Being able to charge the customer for the space that their goods are taking up in the yard makes financial sense for you. However, unless it’s been brought to their attention in the correct way, it’s a non-starter and you risk losing credibility. The only way to do this is through a clause in the contract. Simple wording such as: “Where the customer fails to take delivery of the goods by an agreed date, the company will arrange for their storage at the customer’s risk and the customer shall pay a storage fee of £X per day” will do the trick.

Tip 1. Make it clear that the goods are on your premises at the buyer’s risk. Should anything untoward happen to them, then it’s the buyer’s problem, not yours.

Tip 2. As well as getting the wording right, make sure that your contract’s binding on the other party. Ensure that they’re given a copy of your terms and conditions before agreeing the deal. Do it afterwards, or put something on the back of your invoice and the customer can ignore your terms. This is a mistake made by many directors. To avoid any future arguments about when they did and didn’t have the contract, produce it in duplicate and get them to sign, date and return one of the copies to you.

Ignorance isn’t bliss

Hopefully, a letter informing the customer that storage fees are accruing will be sufficient to force them into action. But sometimes third parties don’t respond to threats, particularly if they’re in financial difficulties. The last thing you’ll want is someone else’s goods taking up valuable storage space. Instead, you’ll probably want to cut your losses and sell them. There’s just one problem with this - you probably don’t actually own the goods.

Who’s the owner?

Odd though it may seem, even if someone hasn’t actually paid for something, they could still be the lawful owner. This is because the Sale of Goods Act 1979 lays down various rules saying when ownership in the goods passes from the seller to the buyer. And the fall back position, unless you agree anything to the contrary, is that ownership in the goods passes when the contract is made. When the goods are paid for is irrelevant. Therefore, selling something which isn’t yours could mean problems for you and any buyer.

Tip. Be prepared to sue for the price where you’re confident that the buyer has the money. This is because, unlike in a claim for damages, you don’t have to mitigate your losses, i.e. it’s like a debt, you’re not expected to behave reasonably and reduce your loss.

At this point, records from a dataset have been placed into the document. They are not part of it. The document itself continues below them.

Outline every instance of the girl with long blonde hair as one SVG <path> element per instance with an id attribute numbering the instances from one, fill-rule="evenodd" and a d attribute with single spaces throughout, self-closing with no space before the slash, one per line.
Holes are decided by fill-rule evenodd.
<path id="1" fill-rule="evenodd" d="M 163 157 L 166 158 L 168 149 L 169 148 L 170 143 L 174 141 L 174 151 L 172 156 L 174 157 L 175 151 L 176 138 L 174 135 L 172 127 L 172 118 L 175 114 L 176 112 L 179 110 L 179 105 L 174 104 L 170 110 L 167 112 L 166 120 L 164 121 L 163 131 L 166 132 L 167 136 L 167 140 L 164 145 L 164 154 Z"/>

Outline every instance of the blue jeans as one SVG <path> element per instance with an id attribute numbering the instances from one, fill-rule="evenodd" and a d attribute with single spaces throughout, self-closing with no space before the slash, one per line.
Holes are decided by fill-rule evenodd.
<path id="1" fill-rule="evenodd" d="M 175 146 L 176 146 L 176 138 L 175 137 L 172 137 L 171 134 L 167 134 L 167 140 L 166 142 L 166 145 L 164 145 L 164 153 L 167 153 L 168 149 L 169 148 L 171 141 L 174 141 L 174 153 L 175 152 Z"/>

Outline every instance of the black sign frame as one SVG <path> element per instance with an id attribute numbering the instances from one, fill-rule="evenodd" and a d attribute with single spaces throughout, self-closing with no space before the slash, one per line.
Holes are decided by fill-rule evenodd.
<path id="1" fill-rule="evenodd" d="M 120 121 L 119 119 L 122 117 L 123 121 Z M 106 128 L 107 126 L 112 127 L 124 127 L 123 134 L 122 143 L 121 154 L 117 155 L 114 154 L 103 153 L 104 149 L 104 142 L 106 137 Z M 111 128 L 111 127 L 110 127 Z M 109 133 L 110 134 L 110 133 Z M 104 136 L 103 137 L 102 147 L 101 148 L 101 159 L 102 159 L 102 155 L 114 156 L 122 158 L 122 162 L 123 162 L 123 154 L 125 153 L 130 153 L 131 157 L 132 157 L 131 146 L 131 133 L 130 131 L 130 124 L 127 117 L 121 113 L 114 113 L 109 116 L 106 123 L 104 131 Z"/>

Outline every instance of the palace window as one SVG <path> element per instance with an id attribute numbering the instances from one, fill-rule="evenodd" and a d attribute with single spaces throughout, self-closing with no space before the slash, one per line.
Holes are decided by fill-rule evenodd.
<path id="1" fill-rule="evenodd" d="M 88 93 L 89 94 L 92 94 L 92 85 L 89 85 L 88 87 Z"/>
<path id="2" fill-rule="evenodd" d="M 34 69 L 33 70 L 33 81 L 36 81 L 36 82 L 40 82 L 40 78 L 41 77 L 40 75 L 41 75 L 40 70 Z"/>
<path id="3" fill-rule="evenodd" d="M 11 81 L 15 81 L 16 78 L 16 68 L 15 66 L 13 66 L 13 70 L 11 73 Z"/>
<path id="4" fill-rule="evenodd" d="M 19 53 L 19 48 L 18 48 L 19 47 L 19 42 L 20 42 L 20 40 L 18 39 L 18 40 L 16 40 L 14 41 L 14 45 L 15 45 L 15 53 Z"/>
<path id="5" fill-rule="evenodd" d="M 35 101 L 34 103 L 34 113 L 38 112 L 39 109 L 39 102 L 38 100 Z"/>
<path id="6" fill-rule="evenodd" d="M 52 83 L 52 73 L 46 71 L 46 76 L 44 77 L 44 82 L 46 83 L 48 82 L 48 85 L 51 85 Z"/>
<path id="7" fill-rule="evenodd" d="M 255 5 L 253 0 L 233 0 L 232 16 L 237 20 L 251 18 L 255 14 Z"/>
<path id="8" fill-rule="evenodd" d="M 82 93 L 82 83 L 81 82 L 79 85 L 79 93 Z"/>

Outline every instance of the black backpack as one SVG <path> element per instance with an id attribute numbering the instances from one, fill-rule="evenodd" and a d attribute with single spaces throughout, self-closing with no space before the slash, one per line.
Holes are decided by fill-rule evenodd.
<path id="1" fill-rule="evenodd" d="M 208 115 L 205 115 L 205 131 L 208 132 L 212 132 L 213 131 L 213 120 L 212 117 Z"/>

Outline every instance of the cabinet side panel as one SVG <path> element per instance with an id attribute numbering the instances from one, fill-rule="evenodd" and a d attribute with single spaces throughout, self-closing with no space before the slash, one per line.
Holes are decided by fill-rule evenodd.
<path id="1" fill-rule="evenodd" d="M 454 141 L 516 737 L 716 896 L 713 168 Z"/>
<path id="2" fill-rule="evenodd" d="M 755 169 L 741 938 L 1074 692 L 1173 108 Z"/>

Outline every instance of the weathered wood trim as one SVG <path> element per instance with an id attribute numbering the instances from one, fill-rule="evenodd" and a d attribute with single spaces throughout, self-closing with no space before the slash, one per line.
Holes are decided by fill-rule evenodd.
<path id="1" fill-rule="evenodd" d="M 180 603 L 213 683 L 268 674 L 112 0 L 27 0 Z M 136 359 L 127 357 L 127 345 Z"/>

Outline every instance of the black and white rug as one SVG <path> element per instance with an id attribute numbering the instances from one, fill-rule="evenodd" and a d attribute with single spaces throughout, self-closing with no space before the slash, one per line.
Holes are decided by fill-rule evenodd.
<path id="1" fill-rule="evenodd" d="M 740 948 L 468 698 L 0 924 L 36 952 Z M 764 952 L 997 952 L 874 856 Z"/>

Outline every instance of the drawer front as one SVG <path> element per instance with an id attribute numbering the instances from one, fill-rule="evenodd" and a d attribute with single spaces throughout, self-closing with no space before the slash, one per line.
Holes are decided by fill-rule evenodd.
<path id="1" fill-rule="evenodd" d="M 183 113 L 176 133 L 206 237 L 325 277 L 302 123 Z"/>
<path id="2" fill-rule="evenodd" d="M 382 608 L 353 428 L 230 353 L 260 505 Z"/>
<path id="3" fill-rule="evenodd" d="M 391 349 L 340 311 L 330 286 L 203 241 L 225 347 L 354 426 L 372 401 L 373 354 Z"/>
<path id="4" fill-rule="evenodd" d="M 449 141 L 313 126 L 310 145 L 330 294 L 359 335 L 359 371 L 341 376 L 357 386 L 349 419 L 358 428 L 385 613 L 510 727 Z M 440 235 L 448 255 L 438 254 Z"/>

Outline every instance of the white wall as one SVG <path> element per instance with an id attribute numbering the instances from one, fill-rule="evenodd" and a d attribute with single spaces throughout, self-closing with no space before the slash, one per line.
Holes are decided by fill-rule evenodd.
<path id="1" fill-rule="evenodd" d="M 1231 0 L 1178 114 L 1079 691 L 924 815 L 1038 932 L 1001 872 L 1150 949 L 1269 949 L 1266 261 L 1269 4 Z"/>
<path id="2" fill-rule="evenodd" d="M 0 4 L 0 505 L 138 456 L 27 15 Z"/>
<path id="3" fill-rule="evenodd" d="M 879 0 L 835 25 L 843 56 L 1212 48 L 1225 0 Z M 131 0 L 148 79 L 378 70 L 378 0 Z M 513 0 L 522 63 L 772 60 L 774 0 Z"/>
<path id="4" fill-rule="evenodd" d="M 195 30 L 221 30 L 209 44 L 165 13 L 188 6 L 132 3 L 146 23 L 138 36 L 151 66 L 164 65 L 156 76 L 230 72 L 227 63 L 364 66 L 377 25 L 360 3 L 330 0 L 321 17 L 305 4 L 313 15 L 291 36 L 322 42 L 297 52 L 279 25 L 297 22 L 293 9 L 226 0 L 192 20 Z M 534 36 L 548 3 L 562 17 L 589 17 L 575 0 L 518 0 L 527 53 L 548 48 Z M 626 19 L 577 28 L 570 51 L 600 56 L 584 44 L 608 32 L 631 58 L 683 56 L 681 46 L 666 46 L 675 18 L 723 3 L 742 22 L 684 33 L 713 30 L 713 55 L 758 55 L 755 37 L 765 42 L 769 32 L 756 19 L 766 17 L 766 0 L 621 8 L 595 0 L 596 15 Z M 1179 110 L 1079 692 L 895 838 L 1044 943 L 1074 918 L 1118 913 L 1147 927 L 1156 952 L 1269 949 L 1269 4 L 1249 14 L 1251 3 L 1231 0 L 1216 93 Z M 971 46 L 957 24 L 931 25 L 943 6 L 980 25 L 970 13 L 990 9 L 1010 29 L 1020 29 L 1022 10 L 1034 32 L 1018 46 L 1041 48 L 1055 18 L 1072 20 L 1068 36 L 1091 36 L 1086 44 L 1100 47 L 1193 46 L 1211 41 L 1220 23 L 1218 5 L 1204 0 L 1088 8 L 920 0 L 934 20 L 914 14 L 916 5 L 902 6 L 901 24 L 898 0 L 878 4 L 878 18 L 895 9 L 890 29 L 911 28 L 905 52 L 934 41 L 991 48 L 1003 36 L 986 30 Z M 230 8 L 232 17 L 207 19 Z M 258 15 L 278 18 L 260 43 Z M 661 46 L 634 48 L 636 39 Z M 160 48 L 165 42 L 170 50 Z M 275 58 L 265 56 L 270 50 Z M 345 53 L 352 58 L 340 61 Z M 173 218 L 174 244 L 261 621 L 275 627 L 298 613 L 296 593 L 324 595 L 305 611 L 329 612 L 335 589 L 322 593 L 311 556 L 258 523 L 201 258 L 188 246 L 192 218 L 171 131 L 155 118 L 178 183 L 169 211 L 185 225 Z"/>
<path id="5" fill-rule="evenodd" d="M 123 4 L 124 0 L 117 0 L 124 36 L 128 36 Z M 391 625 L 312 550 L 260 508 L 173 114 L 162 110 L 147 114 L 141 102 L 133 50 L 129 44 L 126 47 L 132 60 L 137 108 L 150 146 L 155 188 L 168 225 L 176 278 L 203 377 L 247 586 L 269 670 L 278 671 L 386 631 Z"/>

Resale rights. Luckily, if you’ve ruled out suing for the price, s.48 of the Act comes to your rescue (regardless of the ownership of the goods belonging to the buyer), by providing you with a right of resale. To do this, you have to give notice to the buyer that this is your intention and you can only do this when the buyer hasn’t paid you within a reasonable period of time.

The next step

For a free sample letter (CD 09.02.07A) and s.48 notice (CD 09.02.07B) that enables you to sell the goods, visit http://companydirector.indicator.co.uk.

You can only charge storage fees if you have the right in your terms and conditions. At least threaten to sue for the price outstanding or wait a reasonable period of time and serve a special notice to sell the goods.